Question

Suppose a solution is prepared by dissolving 15.0 g NaOH in 0.150 L of 0.250 M nitric acid. What is the final concentration of OH− ions in the solution after the reaction has gone to completion. Assume that there is no volume change when adding the grams of NaOH

Answer 1

Answer:

2.25 M is the final concentration of hydroxide ions ions in the solution after the reaction has gone to completion.

Explanation:

Moles of NaOH = $\frac{15.0 g}{40 g/mol}=0.375 mol$

Molarity of the nitric acid solution = 0.250 M

Volume of the nitric solution = 0.150 L

Moles of nitric acid = n

$Molarity=\frac{Moles}{Volume(L)}$

$n=0.250 M\times 0.150 L=0.0375 mol$

$NaOH+HNO_3\rightarrow NaNO_3+H_2O$

According to reaction, 1 mole of nitric acid recats with 1 mole of NaOH, then 0.0375 moles of nitric acid will react with :

$\frac{1}{1}\times 0.0375 mol$ of NaOH

Moles of NaOH left unreacted  in the solution =

= 0.375 mol - 0.0375 mol = 0.3375 mol

$NaOH(aq)\rightarrow Na^+(aq)+OH^-(aq)$

1 mole of sodium hydroxide gives 1 mol of sodium ions and 1 mole of hydroxide ions.

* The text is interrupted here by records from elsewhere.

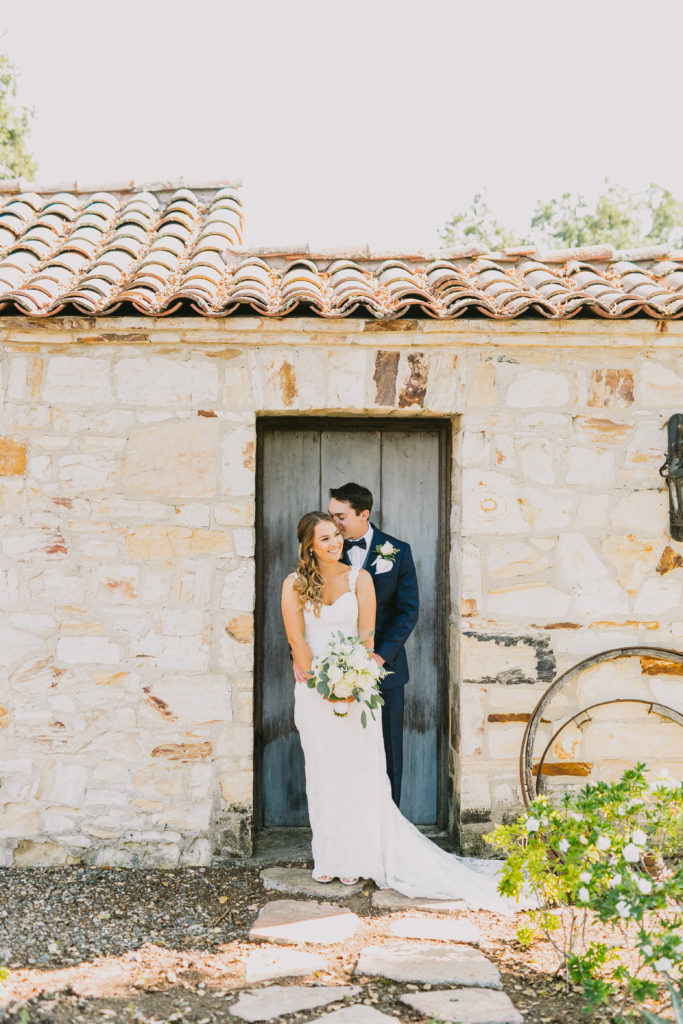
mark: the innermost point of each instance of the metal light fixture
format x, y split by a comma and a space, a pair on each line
673, 471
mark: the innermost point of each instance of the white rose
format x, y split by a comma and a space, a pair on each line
631, 853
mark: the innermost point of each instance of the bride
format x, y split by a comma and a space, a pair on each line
357, 830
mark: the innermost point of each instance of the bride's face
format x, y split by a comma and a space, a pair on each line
327, 543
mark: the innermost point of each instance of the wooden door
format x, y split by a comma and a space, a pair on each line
404, 465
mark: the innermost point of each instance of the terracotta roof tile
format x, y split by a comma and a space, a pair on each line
163, 248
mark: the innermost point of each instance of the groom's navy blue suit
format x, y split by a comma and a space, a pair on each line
397, 605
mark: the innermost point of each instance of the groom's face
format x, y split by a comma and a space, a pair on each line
351, 524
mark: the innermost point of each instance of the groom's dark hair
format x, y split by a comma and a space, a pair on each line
355, 495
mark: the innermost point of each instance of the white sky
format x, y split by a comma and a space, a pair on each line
360, 121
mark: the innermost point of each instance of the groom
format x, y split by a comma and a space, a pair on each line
390, 563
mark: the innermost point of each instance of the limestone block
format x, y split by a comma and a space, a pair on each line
491, 504
165, 543
590, 467
538, 601
236, 655
199, 854
660, 387
9, 587
593, 512
598, 598
173, 460
485, 660
62, 783
472, 721
30, 854
514, 558
658, 597
169, 382
18, 820
239, 463
474, 448
77, 380
538, 461
539, 388
238, 787
194, 816
347, 373
87, 650
643, 513
633, 558
611, 389
238, 591
577, 561
12, 457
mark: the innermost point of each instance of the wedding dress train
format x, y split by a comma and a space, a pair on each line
357, 829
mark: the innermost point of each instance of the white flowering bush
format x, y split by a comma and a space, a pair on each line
613, 852
344, 672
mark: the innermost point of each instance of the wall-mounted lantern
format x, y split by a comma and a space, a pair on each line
673, 471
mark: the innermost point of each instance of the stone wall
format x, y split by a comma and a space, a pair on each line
127, 486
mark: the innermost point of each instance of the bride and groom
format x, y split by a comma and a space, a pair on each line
353, 579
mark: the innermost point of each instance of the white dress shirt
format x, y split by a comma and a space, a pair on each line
356, 555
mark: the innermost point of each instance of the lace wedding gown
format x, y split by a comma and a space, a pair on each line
357, 829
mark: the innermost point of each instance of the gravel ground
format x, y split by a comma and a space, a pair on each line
139, 947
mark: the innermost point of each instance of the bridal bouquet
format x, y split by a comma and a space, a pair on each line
345, 672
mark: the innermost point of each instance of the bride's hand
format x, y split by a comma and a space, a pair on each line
299, 674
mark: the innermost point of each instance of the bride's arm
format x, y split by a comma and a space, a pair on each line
365, 591
293, 619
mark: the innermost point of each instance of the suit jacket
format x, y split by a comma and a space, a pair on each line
397, 605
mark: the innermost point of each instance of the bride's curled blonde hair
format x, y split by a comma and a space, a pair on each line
309, 582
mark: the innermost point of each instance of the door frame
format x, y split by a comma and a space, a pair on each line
444, 427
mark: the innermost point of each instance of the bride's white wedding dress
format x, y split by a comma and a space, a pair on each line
357, 829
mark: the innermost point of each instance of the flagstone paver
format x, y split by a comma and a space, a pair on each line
358, 1014
435, 928
292, 921
266, 964
476, 1006
389, 899
429, 963
264, 1004
298, 880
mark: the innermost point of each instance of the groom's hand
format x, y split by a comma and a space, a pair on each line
299, 674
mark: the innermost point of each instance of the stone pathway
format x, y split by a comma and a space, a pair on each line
435, 951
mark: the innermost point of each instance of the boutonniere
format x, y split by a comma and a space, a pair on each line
386, 556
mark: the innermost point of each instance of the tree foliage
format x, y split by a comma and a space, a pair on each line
15, 159
619, 217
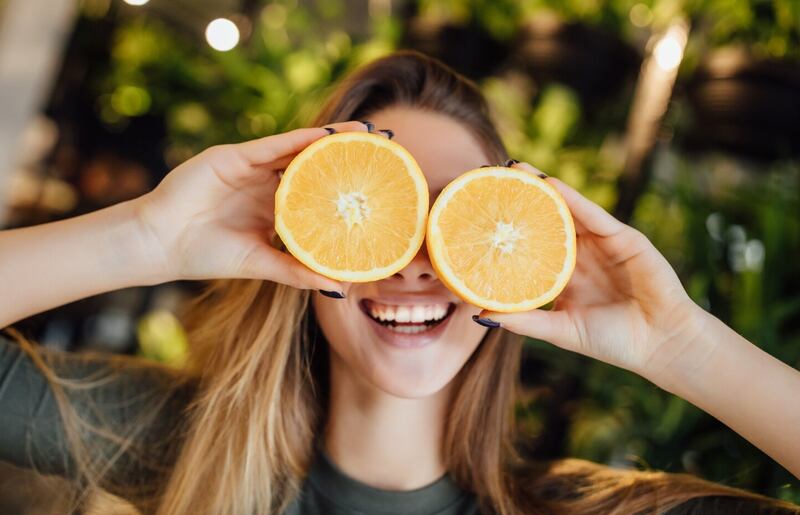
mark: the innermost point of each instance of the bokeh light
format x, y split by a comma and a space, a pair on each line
222, 34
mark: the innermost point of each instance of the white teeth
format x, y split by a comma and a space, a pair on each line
408, 314
402, 314
408, 329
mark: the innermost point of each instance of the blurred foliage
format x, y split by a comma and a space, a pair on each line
730, 229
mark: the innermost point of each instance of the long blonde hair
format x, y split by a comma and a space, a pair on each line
260, 364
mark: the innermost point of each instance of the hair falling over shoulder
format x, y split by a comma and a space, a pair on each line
261, 367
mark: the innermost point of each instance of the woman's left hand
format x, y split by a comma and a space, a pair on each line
624, 303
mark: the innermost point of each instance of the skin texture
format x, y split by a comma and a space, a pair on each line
624, 304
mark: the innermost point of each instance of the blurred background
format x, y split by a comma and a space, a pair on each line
682, 117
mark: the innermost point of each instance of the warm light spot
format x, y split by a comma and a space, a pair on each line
222, 34
668, 52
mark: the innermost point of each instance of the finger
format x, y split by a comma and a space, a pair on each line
555, 327
274, 265
588, 214
268, 149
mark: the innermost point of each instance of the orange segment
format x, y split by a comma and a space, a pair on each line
502, 239
352, 206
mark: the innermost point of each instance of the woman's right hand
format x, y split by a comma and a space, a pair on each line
212, 216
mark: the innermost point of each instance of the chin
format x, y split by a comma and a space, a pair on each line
409, 346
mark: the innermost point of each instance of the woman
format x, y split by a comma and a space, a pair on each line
296, 401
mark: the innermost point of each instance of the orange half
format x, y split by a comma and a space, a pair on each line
502, 239
352, 206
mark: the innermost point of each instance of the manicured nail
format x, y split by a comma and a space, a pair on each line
485, 322
332, 294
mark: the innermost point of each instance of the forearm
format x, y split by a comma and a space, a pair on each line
48, 265
750, 391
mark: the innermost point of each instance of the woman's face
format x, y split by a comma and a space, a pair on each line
417, 352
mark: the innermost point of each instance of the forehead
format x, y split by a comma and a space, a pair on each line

Then 0.3375 moles of NaOH will give :

$1\times 0.3375 moles=0.3375 mol$ of hydroxide ion

The molarity of hydroxide ion in solution ;

$=\frac{0.3375 mol}{0.150 L}=2.25 M$

2.25 M is the final concentration of hydroxide ions ions in the solution after the reaction has gone to completion.